Auch um den Eindruck zu verwischen, die Europäische Union sei ein gutes Jahrzehnt nach der feierlichen Verkündung ihrer Gemeinsamen Außen- und Sicherheitspolitik (Gasp) immer noch nicht in der Lage, geopolitisch eigenständig zu agieren, war Solana damals in die bosnische Hauptstadt gekommen. Auf dem Programm stand die offizielle Einweihung der ersten unter dem Dach von Gasp durchgeführten Operation außerhalb der Grenzen der Union.

Für Solana als früherem Nato-Generalsekretär war der Trip entlang den zerschossenen Häuserfassaden auch ein Blick in die eigene Vergangenheit. Schließlich schaffte es die EU während des Bosnien-Krieges nie, ihre angeblich an gewaltfreier Konfliktschlichtung orientierte Verhandlungsdiplomatie durchzusetzen. Stattdessen sorgten 1995 Nato-Luftanschläge für einen Stopp des dreieinhalbjährigen Krieges. Und die Verhandlungserfolge erzielten mit US-Präsident Bill Clinton und dessen damaligem Sondervermittler Richard Holbrooke Nichteuropäer.
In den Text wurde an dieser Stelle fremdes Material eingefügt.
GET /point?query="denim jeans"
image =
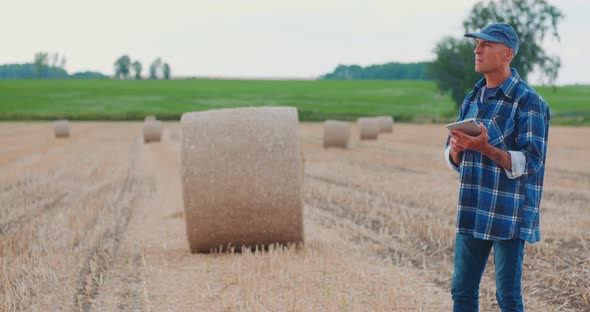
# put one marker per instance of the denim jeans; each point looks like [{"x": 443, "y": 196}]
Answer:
[{"x": 471, "y": 255}]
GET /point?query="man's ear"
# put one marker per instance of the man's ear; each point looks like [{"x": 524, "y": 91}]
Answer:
[{"x": 509, "y": 54}]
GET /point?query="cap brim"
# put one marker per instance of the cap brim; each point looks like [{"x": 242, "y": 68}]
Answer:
[{"x": 482, "y": 36}]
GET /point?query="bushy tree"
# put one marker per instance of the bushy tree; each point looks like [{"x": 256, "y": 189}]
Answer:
[
  {"x": 122, "y": 65},
  {"x": 137, "y": 69},
  {"x": 533, "y": 20},
  {"x": 155, "y": 67},
  {"x": 41, "y": 60},
  {"x": 166, "y": 71}
]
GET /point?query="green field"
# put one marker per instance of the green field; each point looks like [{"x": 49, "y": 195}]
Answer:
[{"x": 416, "y": 101}]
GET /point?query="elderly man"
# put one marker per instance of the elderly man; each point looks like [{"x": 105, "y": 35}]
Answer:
[{"x": 501, "y": 172}]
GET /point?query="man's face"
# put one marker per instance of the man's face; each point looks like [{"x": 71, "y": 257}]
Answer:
[{"x": 491, "y": 56}]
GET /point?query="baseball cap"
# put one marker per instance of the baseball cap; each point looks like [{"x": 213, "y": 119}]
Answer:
[{"x": 498, "y": 32}]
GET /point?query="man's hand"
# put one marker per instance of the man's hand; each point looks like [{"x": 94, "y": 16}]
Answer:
[{"x": 461, "y": 142}]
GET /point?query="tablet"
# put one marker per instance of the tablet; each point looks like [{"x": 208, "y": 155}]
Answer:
[{"x": 467, "y": 126}]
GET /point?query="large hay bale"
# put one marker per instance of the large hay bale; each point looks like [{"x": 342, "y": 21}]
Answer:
[
  {"x": 242, "y": 177},
  {"x": 369, "y": 128},
  {"x": 385, "y": 124},
  {"x": 62, "y": 129},
  {"x": 336, "y": 133},
  {"x": 152, "y": 131}
]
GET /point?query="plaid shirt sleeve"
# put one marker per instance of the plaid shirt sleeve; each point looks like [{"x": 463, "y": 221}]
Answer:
[{"x": 532, "y": 123}]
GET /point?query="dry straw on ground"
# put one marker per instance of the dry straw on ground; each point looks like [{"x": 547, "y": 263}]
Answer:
[
  {"x": 241, "y": 177},
  {"x": 336, "y": 133},
  {"x": 385, "y": 124},
  {"x": 62, "y": 129},
  {"x": 369, "y": 128},
  {"x": 152, "y": 131}
]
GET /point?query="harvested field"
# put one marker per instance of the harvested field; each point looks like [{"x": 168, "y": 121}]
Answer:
[{"x": 96, "y": 223}]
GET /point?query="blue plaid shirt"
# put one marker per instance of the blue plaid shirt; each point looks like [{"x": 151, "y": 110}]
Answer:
[{"x": 496, "y": 204}]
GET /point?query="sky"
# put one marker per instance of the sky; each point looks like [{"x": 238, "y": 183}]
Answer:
[{"x": 297, "y": 39}]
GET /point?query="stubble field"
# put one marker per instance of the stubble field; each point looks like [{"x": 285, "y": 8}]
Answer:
[{"x": 95, "y": 223}]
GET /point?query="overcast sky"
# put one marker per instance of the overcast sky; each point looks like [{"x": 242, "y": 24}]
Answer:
[{"x": 257, "y": 38}]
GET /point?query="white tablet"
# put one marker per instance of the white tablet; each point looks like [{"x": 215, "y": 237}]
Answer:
[{"x": 467, "y": 126}]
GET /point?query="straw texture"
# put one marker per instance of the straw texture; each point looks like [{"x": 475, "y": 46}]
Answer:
[
  {"x": 242, "y": 176},
  {"x": 62, "y": 129},
  {"x": 336, "y": 133},
  {"x": 368, "y": 128}
]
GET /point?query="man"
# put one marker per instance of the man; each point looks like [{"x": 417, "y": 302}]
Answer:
[{"x": 501, "y": 172}]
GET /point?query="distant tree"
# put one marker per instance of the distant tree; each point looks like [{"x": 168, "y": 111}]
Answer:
[
  {"x": 166, "y": 71},
  {"x": 453, "y": 69},
  {"x": 137, "y": 69},
  {"x": 122, "y": 65},
  {"x": 40, "y": 62},
  {"x": 88, "y": 75},
  {"x": 410, "y": 71},
  {"x": 155, "y": 67},
  {"x": 533, "y": 20}
]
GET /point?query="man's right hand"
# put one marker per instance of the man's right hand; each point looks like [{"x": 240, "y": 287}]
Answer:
[{"x": 456, "y": 150}]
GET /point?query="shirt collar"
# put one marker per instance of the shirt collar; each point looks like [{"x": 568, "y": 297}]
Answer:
[{"x": 508, "y": 87}]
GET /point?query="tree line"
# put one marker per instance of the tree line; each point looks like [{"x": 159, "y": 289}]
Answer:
[
  {"x": 453, "y": 70},
  {"x": 124, "y": 66},
  {"x": 394, "y": 71},
  {"x": 454, "y": 67},
  {"x": 45, "y": 66}
]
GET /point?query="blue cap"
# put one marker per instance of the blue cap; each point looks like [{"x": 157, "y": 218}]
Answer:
[{"x": 498, "y": 32}]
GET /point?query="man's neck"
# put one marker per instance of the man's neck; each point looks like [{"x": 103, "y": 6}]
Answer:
[{"x": 496, "y": 79}]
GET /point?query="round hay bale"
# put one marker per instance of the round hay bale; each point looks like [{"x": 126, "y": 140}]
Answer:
[
  {"x": 62, "y": 129},
  {"x": 152, "y": 131},
  {"x": 369, "y": 128},
  {"x": 242, "y": 176},
  {"x": 336, "y": 133},
  {"x": 385, "y": 124}
]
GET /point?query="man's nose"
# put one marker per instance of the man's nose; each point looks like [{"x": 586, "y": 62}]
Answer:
[{"x": 477, "y": 49}]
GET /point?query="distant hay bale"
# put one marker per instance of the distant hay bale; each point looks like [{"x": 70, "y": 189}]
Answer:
[
  {"x": 152, "y": 131},
  {"x": 242, "y": 175},
  {"x": 336, "y": 133},
  {"x": 62, "y": 129},
  {"x": 385, "y": 124},
  {"x": 369, "y": 128}
]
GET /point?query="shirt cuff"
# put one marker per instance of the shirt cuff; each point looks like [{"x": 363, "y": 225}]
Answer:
[
  {"x": 518, "y": 163},
  {"x": 448, "y": 159}
]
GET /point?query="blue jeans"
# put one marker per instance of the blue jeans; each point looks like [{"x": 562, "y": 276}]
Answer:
[{"x": 471, "y": 255}]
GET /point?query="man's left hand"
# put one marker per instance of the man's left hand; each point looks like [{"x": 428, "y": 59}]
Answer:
[{"x": 475, "y": 143}]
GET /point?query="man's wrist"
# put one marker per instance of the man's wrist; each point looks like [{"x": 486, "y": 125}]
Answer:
[{"x": 455, "y": 157}]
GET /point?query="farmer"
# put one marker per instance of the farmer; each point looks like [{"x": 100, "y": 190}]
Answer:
[{"x": 501, "y": 172}]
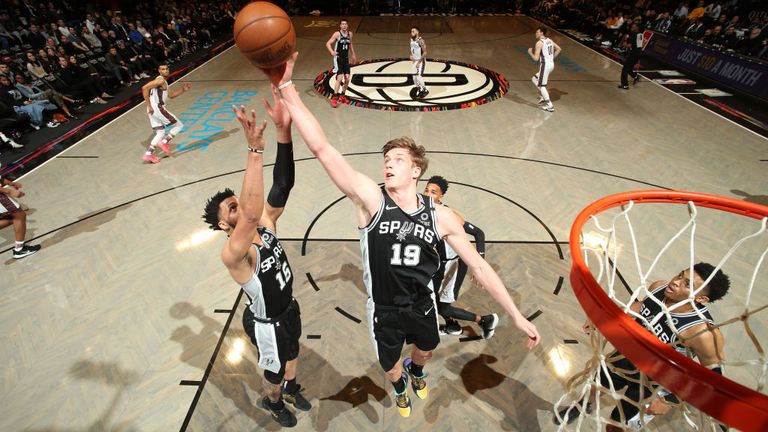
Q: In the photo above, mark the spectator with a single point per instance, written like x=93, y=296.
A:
x=34, y=93
x=697, y=12
x=35, y=67
x=10, y=96
x=80, y=82
x=91, y=39
x=35, y=37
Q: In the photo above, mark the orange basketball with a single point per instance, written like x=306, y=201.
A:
x=264, y=34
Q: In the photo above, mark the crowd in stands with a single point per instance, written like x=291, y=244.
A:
x=58, y=56
x=739, y=26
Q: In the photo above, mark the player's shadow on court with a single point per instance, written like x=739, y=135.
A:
x=347, y=273
x=109, y=374
x=486, y=378
x=355, y=394
x=87, y=223
x=234, y=381
x=757, y=199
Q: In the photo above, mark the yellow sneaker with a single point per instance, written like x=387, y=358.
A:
x=419, y=384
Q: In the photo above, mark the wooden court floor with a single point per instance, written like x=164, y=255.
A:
x=127, y=321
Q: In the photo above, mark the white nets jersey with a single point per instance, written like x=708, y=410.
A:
x=416, y=48
x=547, y=51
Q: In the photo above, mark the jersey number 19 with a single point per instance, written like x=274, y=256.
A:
x=405, y=256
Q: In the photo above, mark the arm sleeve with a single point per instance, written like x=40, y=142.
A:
x=479, y=236
x=283, y=176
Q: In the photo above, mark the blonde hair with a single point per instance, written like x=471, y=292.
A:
x=418, y=153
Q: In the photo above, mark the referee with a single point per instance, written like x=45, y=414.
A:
x=635, y=38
Nach der Stippvisite bei den lokalen Ordnungshütern fuhr Solana weiter zum Hauptquartier der Uno-Mission für Bosnien-Herzegowina (Unmibh). Das Sagen hat hier seit Anfang 2003 die Europäische Union, oder besser: der dänische EUPM-Kommissar Sven Frederiksen. Und mehr noch als das: Nur einen Monat vor dem feierlichem Wechsel von der Uno- zur EU-Mission, im Dezember 2002, hatten die EU-Staats- und Regierungschefs bereits beschlossen, nach dem Führungswechsel bei der internationalen Bosnien-Polizei auch militärisch zu expandieren. Ziel sei es, der Union das Kommando über die bislang von der Nato geführte Schutztruppe Sfor zu übergeben.
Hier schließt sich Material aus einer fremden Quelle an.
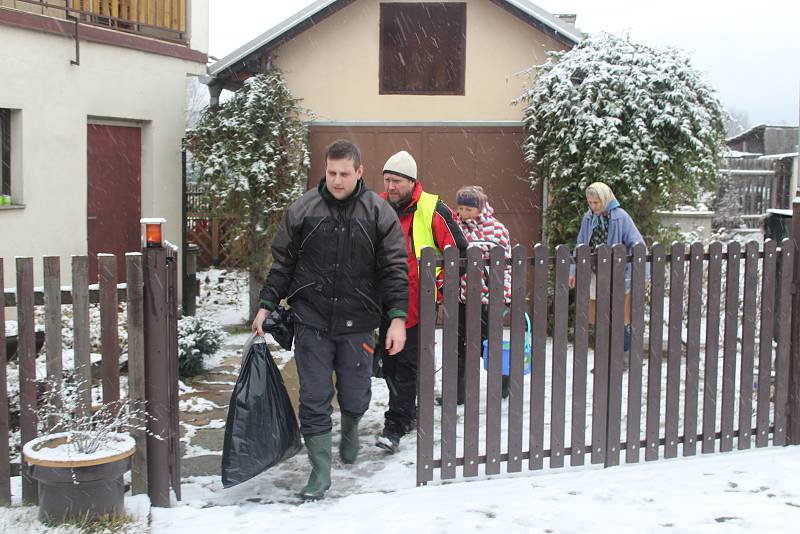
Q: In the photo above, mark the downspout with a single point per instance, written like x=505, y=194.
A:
x=214, y=90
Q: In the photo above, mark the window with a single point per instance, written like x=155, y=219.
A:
x=423, y=48
x=5, y=151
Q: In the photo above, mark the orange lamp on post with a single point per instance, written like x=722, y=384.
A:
x=153, y=232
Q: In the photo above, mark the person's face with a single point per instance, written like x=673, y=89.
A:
x=341, y=177
x=467, y=212
x=398, y=188
x=595, y=205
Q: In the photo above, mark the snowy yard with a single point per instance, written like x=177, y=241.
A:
x=749, y=491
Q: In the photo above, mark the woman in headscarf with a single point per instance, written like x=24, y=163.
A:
x=607, y=223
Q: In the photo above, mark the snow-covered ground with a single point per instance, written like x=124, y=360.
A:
x=752, y=491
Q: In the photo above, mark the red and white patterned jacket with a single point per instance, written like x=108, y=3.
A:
x=486, y=232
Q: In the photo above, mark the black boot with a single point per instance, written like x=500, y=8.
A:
x=348, y=446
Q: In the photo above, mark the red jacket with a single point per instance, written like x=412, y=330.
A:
x=446, y=232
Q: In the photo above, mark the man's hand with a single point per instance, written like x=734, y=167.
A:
x=258, y=322
x=395, y=336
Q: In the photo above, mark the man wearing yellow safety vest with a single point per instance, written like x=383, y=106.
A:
x=426, y=222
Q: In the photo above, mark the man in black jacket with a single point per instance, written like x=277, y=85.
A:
x=339, y=260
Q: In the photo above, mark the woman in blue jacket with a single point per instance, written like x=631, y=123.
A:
x=607, y=223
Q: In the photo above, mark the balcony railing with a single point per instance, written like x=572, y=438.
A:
x=161, y=19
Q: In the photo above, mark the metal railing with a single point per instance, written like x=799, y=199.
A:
x=161, y=19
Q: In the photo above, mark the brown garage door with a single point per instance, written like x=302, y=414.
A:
x=448, y=157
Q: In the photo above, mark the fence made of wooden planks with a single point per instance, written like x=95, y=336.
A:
x=108, y=294
x=702, y=374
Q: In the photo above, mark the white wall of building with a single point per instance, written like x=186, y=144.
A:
x=53, y=101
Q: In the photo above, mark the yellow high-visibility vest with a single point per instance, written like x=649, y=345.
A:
x=422, y=226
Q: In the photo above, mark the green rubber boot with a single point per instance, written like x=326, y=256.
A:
x=319, y=453
x=348, y=446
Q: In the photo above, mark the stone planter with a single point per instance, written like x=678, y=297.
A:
x=78, y=486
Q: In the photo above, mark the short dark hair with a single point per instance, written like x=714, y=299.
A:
x=343, y=149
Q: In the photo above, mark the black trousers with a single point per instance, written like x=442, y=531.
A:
x=318, y=356
x=400, y=373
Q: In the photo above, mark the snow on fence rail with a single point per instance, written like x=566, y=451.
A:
x=151, y=327
x=668, y=402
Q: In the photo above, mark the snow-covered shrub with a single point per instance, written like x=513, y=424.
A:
x=253, y=156
x=638, y=118
x=728, y=208
x=197, y=338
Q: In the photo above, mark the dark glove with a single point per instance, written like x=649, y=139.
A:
x=279, y=324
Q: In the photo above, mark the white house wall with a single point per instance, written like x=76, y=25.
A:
x=52, y=101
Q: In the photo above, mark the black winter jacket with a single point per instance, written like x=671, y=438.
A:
x=342, y=264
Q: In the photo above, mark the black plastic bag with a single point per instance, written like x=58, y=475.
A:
x=279, y=324
x=261, y=430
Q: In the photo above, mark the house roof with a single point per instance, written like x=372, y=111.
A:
x=321, y=9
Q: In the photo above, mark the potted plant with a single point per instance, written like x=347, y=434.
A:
x=79, y=459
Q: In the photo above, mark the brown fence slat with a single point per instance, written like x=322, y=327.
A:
x=693, y=350
x=80, y=328
x=427, y=359
x=711, y=366
x=26, y=356
x=729, y=345
x=602, y=327
x=677, y=280
x=782, y=367
x=539, y=341
x=494, y=407
x=633, y=434
x=653, y=418
x=10, y=297
x=558, y=378
x=473, y=362
x=450, y=362
x=5, y=468
x=616, y=358
x=109, y=327
x=748, y=345
x=52, y=329
x=765, y=342
x=583, y=270
x=136, y=387
x=519, y=274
»Wenn Sie mich nach dem Zeitpunkt des Kommandowechsels fragen«, erklärte Solana schon vor einem Jahr der Jungle World, »dann muss dieser Augenblick so gewählt werden, dass er mit den Plänen der Nato zur weiteren Reduzierung von Sfor zusammenfällt.« Der ebenfalls angereiste, damalige EU-Ratspräsident, der griechische Außenminister Georgios Papandreou, äußerte sich bezüglich der militärischen Pläne weniger deutlich. »Ich glaube, dass es zu früh ist, einen genauen Zeitpunkt festzulegen«, erklärte er.
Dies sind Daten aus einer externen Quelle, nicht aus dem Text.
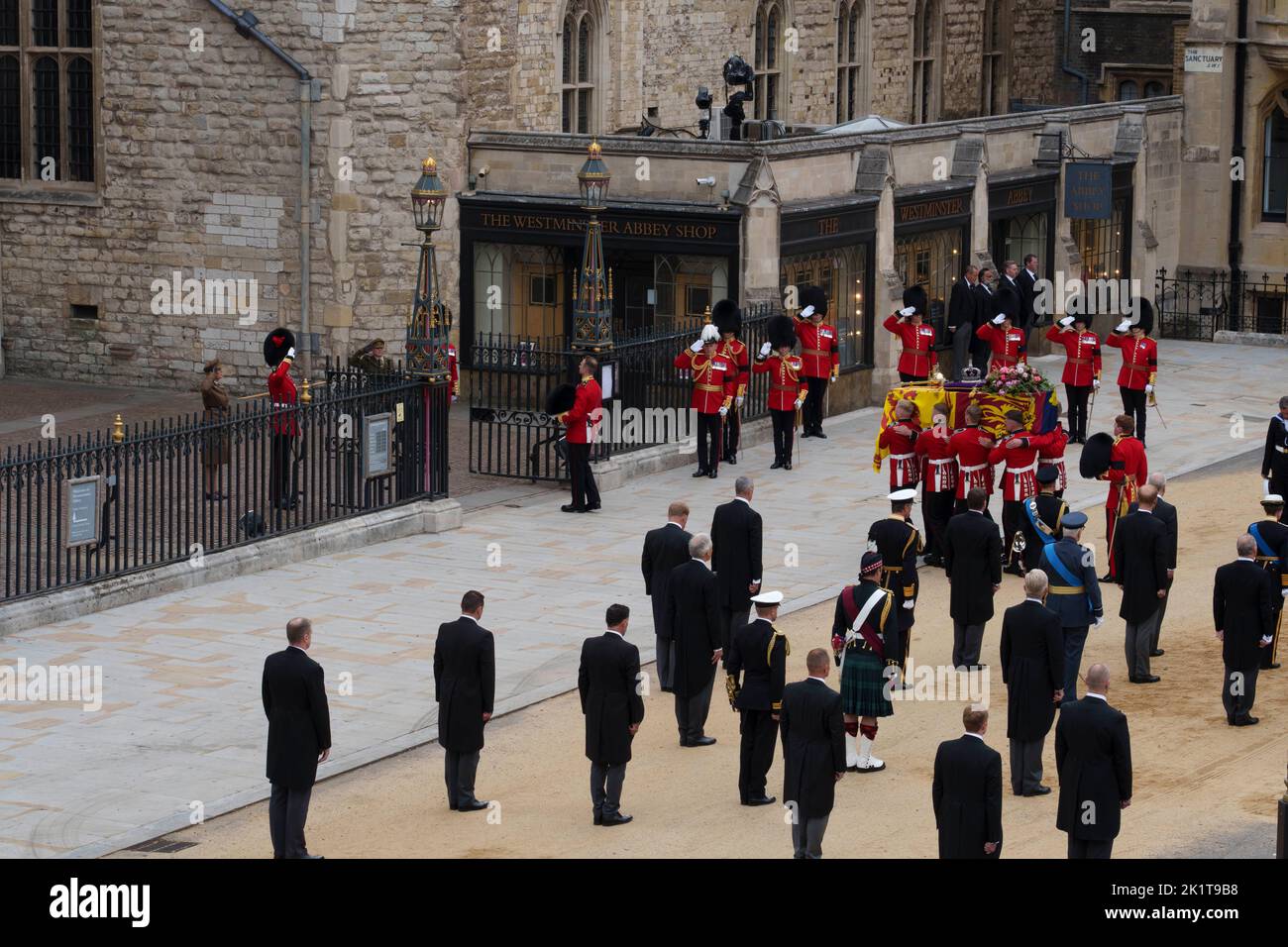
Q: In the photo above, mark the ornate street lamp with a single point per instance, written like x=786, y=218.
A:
x=592, y=285
x=428, y=326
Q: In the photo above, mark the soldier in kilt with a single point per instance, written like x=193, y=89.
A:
x=866, y=642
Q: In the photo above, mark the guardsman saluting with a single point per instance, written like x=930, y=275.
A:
x=758, y=655
x=1271, y=536
x=900, y=544
x=1081, y=369
x=1138, y=373
x=728, y=318
x=917, y=359
x=1005, y=342
x=820, y=356
x=787, y=385
x=713, y=380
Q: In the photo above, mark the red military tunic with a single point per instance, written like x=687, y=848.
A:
x=918, y=356
x=735, y=354
x=1140, y=360
x=583, y=419
x=973, y=467
x=712, y=380
x=1052, y=455
x=938, y=463
x=1009, y=347
x=281, y=394
x=1082, y=351
x=1019, y=480
x=786, y=384
x=905, y=464
x=820, y=355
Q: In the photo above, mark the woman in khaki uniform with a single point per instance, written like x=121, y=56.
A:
x=217, y=447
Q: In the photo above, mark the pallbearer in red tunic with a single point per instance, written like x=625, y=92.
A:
x=787, y=386
x=1081, y=369
x=938, y=480
x=971, y=446
x=1140, y=363
x=728, y=318
x=713, y=385
x=1052, y=455
x=900, y=437
x=820, y=356
x=1008, y=344
x=917, y=359
x=1018, y=450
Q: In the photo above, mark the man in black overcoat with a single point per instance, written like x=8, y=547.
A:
x=735, y=558
x=299, y=736
x=694, y=616
x=967, y=792
x=1033, y=673
x=973, y=562
x=1140, y=557
x=665, y=548
x=812, y=735
x=1093, y=757
x=1244, y=617
x=608, y=684
x=464, y=686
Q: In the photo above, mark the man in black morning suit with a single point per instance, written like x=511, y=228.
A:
x=973, y=562
x=608, y=684
x=694, y=616
x=967, y=792
x=1140, y=556
x=665, y=548
x=1244, y=618
x=812, y=731
x=1166, y=512
x=1093, y=757
x=464, y=686
x=735, y=558
x=299, y=736
x=756, y=671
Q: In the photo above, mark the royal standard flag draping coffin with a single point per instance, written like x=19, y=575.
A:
x=1041, y=408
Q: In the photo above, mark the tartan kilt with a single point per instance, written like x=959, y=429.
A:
x=863, y=684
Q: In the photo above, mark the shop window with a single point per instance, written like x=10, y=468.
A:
x=851, y=58
x=925, y=62
x=47, y=90
x=842, y=273
x=579, y=65
x=768, y=60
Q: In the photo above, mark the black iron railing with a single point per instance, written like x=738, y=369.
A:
x=111, y=502
x=1197, y=304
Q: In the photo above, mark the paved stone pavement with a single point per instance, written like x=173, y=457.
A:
x=181, y=723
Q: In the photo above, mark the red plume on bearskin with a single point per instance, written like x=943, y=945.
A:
x=561, y=398
x=277, y=344
x=1095, y=455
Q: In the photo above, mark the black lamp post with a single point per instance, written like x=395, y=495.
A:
x=428, y=328
x=592, y=285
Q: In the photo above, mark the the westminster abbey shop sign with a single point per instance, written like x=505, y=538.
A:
x=1087, y=189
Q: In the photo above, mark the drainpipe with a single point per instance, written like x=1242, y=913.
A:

Papandreous deutsche und französische Kollegen sahen das von Beginn an anders. Das ganze vergangene Jahr über drängten Hubert Vedrine und Joseph Fischer gegen den Widerstand Großbritanniens und der USA auf einen Stabwechsel in Sarajevo – Ende 2004 soll es nun endlich so weit sein. Der von Solana im Juni vergangenen Jahres vorgelegte Entwurf für eine eigene EU-Sicherheitsstrategie wird hier nur müde belächelt. Praxis statt Papiere, lautet die Devise in Berlin und Paris.

Mehr als 60 000 Soldaten zur Sicherung des Dayton-Waffenstillstandes hatte die Nato Anfang 1996 nach Bosnien entsandt. Die Sfor-Oberbefehlshaber waren seit dem Friedensschluss auf dem US-Luftwaffenstützpunkt im Bundesstaat Ohio im November 1995 immer US-Generäle. Heute befehligt der in Bosnien derzeit amtierende Oberkommandierende Virgil Packet 12 000 Mann. Ab Mitte dieses Jahres sollen es nur noch 7 000 sein. Das beschlossen die Nato-Außenminister auf ihrem Treffen im vergangenen Dezember in Brüssel.

In Bosnien, wo seit einem Jahr 500 Polizisten aus den 15 EU- sowie aus 18 weiteren Staaten stationiert sind, finden die Brüsseler Strategen offenbar ideale Bedingungen vor, um ihre Pläne einer abgestimmten Außenpolitik endlich zu verwirklichen. Bis 2005 sind die EU-Polizisten zwar lediglich beauftragt, die bosnische Polizei beim Aufbau demokratischer und professioneller Strukturen zu beaufsichtigen. Der Uno-Polizeimission IPTF (International Police Task Force) war in Dayton zumindest noch die Verantwortung über die Ausbildung und personelle Ausdünnung des seit Kriegsende von 44 000 auf 18 000 Beamten reduzierten Apparates übergeben worden. Weil das Mandat der EUPM so schwach ist, dürfen die Polizisten nicht einmal Pistolen an den Gürteln tragen.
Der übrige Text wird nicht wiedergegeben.